Civil cases make up the majority of state cases filed. Civil matters involve disputes among private parties, or between a private party and the government. The plaintiff initiates the lawsuit by serving a summons and complaint and by filing the complaint with the court. The complaint contains the plaintiff’s claims, and requests a remedy from the court. Usually, the aggrieved party seeks a financial award as damages, but occasionally plaintiffs request non-monetary relief. Plaintiffs can demand a court order called an injunction that bars a person from acting in a certain way. Courts also can issue a restraining order to restrict a party’s actions until the case is resolved.
The defendant must answer the complaint within a specific period of time, either by responding directly to the issues raised in the complaint or by filing a motion to dismiss the claims. Prior to trial, the parties engage in discovery, a procedure that allows each side to obtain factual evidence concerning the other party’s arguments. Some states require that the parties pursue alternative dispute resolution prior to trial to try to reach an agreement or settlement, so they do not have to litigate the matter.

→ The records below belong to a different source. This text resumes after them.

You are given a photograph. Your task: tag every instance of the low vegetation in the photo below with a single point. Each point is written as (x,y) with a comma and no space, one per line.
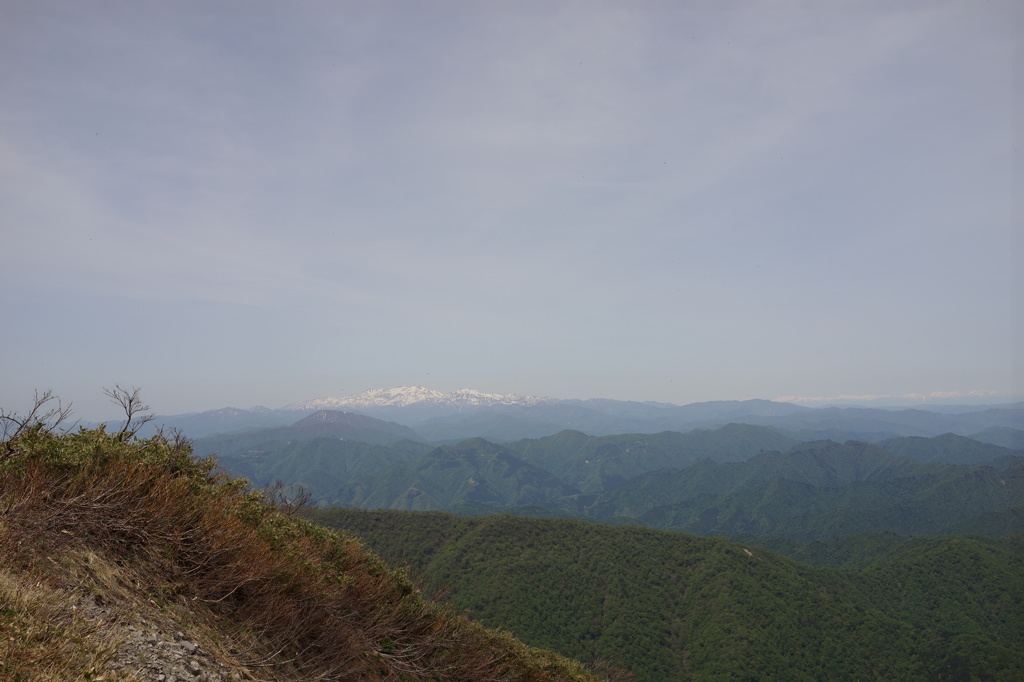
(97,516)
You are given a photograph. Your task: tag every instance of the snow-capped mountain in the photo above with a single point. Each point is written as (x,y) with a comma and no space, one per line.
(404,396)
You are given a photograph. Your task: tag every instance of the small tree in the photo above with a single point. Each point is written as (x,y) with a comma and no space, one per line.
(137,413)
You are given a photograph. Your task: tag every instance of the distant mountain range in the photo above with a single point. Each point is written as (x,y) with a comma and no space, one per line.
(438,417)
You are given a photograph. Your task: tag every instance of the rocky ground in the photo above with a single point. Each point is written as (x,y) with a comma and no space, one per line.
(151,648)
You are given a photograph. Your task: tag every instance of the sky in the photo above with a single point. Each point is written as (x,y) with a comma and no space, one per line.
(243,203)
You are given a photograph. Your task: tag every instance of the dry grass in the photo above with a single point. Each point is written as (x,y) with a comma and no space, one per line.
(291,600)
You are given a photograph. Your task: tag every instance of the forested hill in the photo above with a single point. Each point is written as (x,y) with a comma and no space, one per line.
(675,606)
(125,558)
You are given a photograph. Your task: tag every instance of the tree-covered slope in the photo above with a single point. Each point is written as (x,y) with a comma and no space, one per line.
(670,605)
(111,544)
(948,448)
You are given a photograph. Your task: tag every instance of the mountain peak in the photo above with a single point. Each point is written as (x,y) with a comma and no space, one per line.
(403,396)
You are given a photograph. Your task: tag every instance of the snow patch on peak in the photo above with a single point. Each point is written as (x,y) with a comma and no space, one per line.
(403,396)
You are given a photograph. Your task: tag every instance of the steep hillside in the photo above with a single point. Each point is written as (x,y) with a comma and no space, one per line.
(676,606)
(126,559)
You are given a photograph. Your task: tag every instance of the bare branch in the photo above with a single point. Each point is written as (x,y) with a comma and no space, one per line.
(136,412)
(288,499)
(43,414)
(40,413)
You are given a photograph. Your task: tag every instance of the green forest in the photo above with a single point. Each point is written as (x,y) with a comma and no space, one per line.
(671,605)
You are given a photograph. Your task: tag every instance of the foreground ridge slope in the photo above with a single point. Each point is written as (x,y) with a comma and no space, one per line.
(113,548)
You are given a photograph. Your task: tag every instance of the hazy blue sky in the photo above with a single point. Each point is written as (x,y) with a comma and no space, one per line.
(257,203)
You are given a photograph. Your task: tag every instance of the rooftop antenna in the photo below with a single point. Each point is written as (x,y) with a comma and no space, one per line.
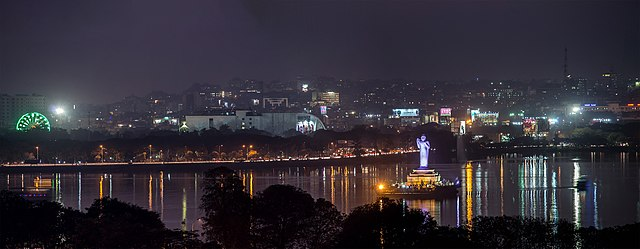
(566,62)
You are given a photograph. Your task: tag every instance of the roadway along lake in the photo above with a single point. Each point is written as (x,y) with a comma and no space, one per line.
(504,185)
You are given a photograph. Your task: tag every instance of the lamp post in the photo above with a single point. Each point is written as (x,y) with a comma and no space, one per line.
(220,152)
(102,153)
(247,151)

Civil and criminal trials follow the same general model. The parties present opening statements, and then the plaintiff or prosecution presents its case by examining witnesses. The defense may cross-examine these witnesses on their testimony, followed by re-direct examination by the plaintiff. When the plaintiff or prosecution rests its case, the defense has its opportunity to present their case through witness testimony. Throughout the testimony, the parties may object to evidence introduced or questions, based on the rules of evidence. The judge decides whether to sustain (or agree with) the objections or to overrule them and allow the evidence or question. After testimony, both sides present closing arguments and the case proceeds to verdict.

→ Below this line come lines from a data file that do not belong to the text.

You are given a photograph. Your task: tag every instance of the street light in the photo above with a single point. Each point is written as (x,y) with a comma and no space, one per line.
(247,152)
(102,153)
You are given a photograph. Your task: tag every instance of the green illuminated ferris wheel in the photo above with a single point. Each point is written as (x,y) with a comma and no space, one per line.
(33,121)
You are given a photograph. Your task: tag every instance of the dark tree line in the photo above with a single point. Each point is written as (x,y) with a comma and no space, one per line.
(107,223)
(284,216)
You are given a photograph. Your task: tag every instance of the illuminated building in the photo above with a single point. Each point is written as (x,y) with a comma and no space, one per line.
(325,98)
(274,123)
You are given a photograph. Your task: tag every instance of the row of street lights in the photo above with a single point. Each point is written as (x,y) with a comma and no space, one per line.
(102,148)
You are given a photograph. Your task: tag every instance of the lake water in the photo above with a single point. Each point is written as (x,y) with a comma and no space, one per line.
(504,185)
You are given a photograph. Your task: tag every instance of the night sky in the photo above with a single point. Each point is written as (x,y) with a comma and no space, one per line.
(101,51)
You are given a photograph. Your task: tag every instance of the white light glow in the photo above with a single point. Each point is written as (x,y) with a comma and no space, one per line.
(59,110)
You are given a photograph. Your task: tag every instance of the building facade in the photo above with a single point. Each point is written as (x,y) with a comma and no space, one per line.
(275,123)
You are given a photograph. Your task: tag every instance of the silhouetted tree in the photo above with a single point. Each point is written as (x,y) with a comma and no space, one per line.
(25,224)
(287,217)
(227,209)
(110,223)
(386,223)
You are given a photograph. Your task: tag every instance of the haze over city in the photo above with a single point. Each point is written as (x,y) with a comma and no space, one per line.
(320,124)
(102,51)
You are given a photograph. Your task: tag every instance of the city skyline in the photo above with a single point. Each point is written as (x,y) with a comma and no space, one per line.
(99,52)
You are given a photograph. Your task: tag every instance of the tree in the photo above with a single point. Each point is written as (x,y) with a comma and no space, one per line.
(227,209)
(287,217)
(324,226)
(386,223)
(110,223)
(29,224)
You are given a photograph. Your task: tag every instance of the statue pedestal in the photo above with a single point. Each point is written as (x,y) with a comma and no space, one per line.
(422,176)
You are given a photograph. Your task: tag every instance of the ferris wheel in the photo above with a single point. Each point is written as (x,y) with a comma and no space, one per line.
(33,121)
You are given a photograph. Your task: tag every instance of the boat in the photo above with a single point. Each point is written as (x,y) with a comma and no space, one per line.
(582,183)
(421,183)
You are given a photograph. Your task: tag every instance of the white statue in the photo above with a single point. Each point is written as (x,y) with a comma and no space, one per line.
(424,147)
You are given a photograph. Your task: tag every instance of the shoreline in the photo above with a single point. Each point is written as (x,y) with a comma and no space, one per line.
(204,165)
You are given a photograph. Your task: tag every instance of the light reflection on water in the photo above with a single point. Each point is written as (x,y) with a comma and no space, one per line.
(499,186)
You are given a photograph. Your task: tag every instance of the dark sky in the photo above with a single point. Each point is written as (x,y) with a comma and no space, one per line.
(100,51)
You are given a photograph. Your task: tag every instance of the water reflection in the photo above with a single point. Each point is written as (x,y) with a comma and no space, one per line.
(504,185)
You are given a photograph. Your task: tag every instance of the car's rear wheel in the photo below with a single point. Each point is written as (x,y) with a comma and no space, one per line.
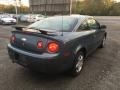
(78,64)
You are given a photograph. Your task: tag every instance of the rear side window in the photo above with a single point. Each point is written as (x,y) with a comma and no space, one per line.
(59,23)
(83,26)
(93,24)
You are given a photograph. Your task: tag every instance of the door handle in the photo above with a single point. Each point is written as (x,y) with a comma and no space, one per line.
(94,36)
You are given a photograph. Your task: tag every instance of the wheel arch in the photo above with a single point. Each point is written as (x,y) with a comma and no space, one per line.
(83,49)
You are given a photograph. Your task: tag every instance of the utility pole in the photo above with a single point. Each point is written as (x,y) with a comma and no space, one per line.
(71,7)
(16,10)
(45,7)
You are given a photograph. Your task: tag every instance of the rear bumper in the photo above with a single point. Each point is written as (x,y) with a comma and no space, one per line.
(47,63)
(9,23)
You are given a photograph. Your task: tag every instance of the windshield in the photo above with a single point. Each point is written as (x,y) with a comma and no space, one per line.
(56,23)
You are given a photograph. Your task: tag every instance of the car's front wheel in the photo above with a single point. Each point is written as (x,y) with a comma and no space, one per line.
(78,64)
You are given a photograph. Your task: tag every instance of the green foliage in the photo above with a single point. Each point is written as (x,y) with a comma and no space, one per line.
(97,7)
(11,9)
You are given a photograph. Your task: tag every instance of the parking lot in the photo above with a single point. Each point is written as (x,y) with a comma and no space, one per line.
(101,70)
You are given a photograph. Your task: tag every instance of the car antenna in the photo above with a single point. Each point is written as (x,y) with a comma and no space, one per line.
(62,18)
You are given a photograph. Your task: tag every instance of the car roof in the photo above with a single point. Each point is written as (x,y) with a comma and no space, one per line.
(77,16)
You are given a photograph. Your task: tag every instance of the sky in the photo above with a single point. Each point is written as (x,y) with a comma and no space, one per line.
(25,2)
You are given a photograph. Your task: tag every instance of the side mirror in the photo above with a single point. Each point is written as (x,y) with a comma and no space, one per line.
(103,26)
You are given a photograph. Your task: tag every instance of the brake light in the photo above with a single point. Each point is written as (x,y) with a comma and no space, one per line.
(53,47)
(12,39)
(40,45)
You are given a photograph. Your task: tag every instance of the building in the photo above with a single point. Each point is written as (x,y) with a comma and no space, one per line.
(50,7)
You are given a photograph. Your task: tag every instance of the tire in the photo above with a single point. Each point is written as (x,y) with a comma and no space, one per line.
(78,64)
(102,45)
(3,23)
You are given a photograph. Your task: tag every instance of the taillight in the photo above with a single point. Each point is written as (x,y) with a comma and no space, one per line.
(40,45)
(53,47)
(12,39)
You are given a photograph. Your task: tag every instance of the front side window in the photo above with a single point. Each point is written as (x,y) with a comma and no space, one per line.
(93,24)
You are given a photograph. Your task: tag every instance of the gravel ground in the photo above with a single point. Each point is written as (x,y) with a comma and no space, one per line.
(101,70)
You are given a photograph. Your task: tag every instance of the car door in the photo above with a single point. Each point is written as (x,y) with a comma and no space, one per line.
(88,36)
(97,36)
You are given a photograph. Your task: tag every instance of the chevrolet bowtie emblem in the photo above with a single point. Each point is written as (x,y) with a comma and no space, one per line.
(24,39)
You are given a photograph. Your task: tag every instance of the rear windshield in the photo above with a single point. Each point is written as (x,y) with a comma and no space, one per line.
(59,23)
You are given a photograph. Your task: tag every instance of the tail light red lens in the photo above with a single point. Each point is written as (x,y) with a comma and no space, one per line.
(12,39)
(53,47)
(40,45)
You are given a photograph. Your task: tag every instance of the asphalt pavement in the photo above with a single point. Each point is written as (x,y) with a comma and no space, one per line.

A jury is not always required in a civil trial; however, parties are entitled to request a jury. A jury trial may also be waived in order to expedite the proceedings, in which case the judge rules on both factual and legal aspects of the case. Additionally, civil and criminal disputes bear different standards of proof. The plaintiff in a civil case must prove his or her case by a preponderance of the evidence, meaning that if the plaintiff presents the more persuasive evidence, he or she wins the case. In a criminal trial, the prosecution must show that the defendant is guilty beyond a reasonable doubt. The reasonable doubt standard does not require the jury to be absolutely certain of guilt, but they must not harbor any reasonable doubt about the matter. These different standards may explain why an individual who is subject to a criminal and civil trial for the same alleged actions can be found not guilty in one instance, but held financially liable in the other.
After a court’s decision or verdict, the losing party may appeal. Appellate systems vary, but all jurisdictions have at least one level of appellate review for civil and criminal cases. On appeal, the losing party can raise only legal issues concerning the trial court’s decision, for example, he or she may claim that the court misapplied the law to the facts of the case, or that the trial court committed some legal error in conducting the trial. However, the facts of the case are fixed as established at the trial court level and cannot be reopened on appeal.